Sarkaon fit la révérence, comme d' habitude. Il s'éloigna, en faisant bien attention à ne pas tourner le dos à son roi afin de ne pas se montrer irrespectueux envers lui.

Pourtant, alors qu'il avait sa main sur la poignée de la porte, le roi l'interpella :

- Bien sur, Sarkaon, vous remettrez les missives en mains propres. Et b'oubliez pas : un mois. Dans un mois, vous serez là, en compagnie des six autres rois.

UN mois !! Sarkaon avait cru qu'il lui suffirait de les rédiger, puis de les confier à des messagers royaux. Le délai lui semblait alors très raisonnable. Mais celai changeait tout : UN mois, un seul et unique mois pour se rendre dans les six contrées, les unes après les autres !

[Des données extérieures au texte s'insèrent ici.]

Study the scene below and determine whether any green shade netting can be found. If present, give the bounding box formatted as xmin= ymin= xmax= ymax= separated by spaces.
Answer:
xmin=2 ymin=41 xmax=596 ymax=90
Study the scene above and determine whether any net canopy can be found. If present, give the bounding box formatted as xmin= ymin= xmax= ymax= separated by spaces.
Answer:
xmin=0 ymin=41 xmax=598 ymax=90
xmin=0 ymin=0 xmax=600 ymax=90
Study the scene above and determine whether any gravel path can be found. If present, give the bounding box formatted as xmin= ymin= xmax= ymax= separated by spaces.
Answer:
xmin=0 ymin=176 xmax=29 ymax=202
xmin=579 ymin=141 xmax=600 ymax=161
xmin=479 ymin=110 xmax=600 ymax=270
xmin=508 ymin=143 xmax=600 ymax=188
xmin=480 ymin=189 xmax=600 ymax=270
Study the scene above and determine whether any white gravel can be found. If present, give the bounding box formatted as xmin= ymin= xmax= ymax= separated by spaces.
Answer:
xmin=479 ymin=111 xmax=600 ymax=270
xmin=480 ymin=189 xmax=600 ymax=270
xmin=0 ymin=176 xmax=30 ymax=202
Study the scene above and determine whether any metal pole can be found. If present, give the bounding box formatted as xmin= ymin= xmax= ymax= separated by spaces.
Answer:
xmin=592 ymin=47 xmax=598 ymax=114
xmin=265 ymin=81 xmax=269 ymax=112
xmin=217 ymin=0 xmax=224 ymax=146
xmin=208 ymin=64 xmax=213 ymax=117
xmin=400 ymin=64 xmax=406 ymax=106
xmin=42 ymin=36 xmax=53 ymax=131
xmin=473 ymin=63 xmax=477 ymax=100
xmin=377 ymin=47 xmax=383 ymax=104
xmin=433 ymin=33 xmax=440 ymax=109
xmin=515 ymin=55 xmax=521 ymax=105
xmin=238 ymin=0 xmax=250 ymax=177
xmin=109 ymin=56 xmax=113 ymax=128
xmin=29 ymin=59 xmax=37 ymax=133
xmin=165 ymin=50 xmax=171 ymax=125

C'était des délais trop courts ! De la pure folie même ! Etait-ce donc si urgent que cela ? Cependant, il n'avait pas le choix :

Soit il réussissait... Soit il mourrait !

*

* * * * *

De retour du côté d' Araleth :

Celui-ci avait repris son chemin. Il était pressé d’arriver chez lui. C'est pourquoi il prit un raccourci, et tourna dans une ruelle sombre, mal famée. Cette ruelle, très peu fréquentée par les gens normaux, était le point de rencontres des bandes de bandits.

Araleth savait qu'il n'aurait pas du l'emprunter, mais cela avait été plus fort que lui. Et puis, il ne faisait pas encore nuit. Il savait se défendre alors à quoi bon paniquer. Araleth avait confiance en lui... Peut-être un peu trop même….

Tout se passe extrêmement vite. Araleth senti un coup derrière la nuque, il commença a défaillir. Un coup de poing au ventre : il tombe à terre. S'ensuivit des coups de pieds, alors même qu'il était allongé, sans moyen de défense…

Tout devenu noir autour de lui. Araleth avait perdu conscience…

*

* * * * *

Lorsqu'il se réveilla, Araleth se senti faible. Il ne se souvenait plus de rien.

Où suis-je ? Que m'est-il arrivé ? Qu'est-ce que je fais ici ? et pleins d'autres questions se bousculaient dans sa tête.

Il fit le tour de la pièce avec ses yeux. Il se trouvait dans une chambre, a n'en pas douté. On l'avait allongé sur un lit double. A coté de lui, sur sa droite une table de chevet, où était posé un verre d'eau, des serviettes, une lampe, un livre et un bouquet de fleurs. Au fond, à droite se trouvait une petite armoire et à gauche, une étagère remplie de livres. Au pied du lit, une chaise avec..

- Mes vêtements ? Mais...

Il regarda en vitesse sous les couvertures. Il était nu. Qui... Qui avait donc pu le déshabiller !! Il se mit en colère contre cette personne qui avait osé violer son intimité...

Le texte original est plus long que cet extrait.